I got a chance to play with Google Glass today, and wow — how cool is that?!? If you haven’t seen or played with Glass yet, find someone who has one and try it out. Now. Do not pass go, do not collect….well, you know the drill.

Glass frees us. It — along with  smart phones, tablets, phablets, and other mobile devices — enables us to live our lives completely untethered. On my way to EDUCAUSE this year I responded to emails from 30,000 feet in the air, and engaged with other conference goers via Twitter on the van ride to the hotel. These devices create opportunity — any location can be a classroom, every learner can create and engage his or her own personal learning network (PLN), anytime, anywhere.

But these devices also enslave us. I used to read on airplanes — real books, on paper. Or maybe I’d watch a movie. Now, I work. We used to talk to each other in person, or on the (landline) phone. Now people at the same dinner table communicate with each other via Facebook, Twitter, or text.
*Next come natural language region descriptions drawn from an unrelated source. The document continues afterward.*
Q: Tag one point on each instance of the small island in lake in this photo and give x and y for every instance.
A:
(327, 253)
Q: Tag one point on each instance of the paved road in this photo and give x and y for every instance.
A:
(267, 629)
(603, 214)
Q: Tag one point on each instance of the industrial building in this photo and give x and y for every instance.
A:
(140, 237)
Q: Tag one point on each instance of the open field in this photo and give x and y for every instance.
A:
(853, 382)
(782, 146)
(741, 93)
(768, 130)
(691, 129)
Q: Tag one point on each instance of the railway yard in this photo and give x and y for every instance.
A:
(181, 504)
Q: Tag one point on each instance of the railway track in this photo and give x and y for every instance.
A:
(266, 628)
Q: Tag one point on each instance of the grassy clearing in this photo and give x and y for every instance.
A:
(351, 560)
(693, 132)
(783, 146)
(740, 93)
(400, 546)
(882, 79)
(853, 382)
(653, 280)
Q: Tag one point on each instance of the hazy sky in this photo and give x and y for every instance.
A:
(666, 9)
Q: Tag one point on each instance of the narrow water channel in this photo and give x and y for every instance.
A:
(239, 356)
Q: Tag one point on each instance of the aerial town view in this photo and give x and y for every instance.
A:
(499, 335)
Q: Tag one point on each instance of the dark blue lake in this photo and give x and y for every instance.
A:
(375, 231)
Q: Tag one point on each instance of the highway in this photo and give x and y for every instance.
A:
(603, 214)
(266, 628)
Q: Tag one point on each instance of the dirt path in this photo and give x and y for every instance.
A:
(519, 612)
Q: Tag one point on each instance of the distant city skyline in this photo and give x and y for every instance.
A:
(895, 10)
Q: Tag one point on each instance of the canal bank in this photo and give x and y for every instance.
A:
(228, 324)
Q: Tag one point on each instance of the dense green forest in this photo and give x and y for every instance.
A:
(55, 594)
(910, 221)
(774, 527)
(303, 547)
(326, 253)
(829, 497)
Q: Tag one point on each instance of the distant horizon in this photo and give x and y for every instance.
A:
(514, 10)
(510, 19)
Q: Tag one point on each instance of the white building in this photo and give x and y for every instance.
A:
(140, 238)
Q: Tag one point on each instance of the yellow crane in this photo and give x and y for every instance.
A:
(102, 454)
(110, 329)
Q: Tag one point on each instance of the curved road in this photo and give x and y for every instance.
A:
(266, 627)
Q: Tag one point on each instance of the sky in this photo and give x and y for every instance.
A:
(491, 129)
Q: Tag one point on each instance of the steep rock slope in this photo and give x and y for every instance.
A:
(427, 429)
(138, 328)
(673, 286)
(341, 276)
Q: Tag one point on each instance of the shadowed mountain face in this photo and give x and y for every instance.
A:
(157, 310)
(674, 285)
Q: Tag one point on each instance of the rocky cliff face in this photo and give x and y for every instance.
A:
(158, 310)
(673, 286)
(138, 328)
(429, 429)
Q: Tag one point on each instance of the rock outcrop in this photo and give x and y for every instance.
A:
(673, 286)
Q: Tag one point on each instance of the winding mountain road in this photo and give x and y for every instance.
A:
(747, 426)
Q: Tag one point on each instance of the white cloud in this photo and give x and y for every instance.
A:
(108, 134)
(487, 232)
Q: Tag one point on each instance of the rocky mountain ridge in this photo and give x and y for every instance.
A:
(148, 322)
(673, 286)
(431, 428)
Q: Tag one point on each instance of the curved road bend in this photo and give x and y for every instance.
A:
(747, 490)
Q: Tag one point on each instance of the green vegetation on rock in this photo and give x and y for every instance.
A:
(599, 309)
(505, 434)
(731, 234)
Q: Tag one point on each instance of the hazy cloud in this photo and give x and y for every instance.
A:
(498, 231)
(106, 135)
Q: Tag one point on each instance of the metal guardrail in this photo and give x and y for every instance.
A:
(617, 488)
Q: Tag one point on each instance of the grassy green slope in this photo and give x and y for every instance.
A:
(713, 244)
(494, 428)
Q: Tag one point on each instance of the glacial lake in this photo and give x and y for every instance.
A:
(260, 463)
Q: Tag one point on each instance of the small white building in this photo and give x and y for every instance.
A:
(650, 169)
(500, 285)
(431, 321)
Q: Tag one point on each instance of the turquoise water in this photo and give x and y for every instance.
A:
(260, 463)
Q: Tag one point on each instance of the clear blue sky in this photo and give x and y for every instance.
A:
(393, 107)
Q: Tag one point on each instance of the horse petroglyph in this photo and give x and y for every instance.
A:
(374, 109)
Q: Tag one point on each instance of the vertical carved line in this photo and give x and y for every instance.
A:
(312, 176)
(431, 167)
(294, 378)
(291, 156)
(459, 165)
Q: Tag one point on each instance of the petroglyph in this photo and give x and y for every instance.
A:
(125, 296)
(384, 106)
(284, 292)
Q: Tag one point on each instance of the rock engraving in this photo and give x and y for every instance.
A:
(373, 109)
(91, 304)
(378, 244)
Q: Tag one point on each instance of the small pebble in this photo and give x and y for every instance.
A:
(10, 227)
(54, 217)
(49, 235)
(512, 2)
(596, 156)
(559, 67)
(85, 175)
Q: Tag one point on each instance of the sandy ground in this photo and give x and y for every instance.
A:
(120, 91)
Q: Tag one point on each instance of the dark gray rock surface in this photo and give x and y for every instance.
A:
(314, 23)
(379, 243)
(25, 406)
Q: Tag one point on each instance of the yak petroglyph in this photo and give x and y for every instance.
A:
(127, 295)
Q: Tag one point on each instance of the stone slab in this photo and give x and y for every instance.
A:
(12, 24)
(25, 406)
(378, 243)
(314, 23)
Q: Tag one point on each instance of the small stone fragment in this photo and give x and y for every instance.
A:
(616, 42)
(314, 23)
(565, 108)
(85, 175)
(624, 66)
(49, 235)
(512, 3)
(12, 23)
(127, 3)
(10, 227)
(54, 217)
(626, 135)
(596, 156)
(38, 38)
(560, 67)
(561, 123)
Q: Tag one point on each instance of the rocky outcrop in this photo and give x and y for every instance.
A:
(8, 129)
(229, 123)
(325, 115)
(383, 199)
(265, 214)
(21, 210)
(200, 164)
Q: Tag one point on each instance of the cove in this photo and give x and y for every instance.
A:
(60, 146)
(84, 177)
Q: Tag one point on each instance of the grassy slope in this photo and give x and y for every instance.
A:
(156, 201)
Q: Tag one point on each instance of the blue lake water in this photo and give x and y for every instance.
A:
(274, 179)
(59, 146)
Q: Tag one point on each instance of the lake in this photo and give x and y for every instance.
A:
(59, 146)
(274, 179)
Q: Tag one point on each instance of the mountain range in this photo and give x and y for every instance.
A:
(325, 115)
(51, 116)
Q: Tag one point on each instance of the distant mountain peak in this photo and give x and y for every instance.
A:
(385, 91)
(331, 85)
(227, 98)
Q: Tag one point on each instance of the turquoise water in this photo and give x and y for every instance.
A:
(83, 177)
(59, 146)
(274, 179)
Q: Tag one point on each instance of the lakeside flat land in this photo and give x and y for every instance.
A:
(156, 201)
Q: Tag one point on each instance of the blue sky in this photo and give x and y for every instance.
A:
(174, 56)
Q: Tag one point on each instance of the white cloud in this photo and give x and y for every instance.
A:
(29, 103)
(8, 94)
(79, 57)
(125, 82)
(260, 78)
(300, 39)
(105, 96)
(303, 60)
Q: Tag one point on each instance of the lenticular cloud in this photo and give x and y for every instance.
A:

My phone is the first thing I check in the morning, and the last thing I look at before I go to sleep at night. I sleep with it only a few feet away. And every time it buzzes or bings, I get a slight adrenaline rush. I feel compelled to check it, immediately.

I am not nostalgic for the “good old days.” I believe in the power that technology holds to transform our lives. But I do wonder, is being untethered *and* unshackled mutually exclusive, or is there another way?

1 Response to “Untethered, But Totally Shackled”


  1. 1 David October 16, 2013 at 5:58 pm

    Interesting post! Had an analogous experience yesterday. The President’s admin assistant asked for help getting a supposedly free ebook for the boss. Getting this volume in a readable format presented an awful lot of twists and turns that smelled like bait and switch. In the end we brought up the college library’s catalog and it turned out that a print edition was shelved and ready to borrow.

    I’m frequently fascinated/flummoxed by the promise/curse of tech in education. Still waiting to see how it turns out.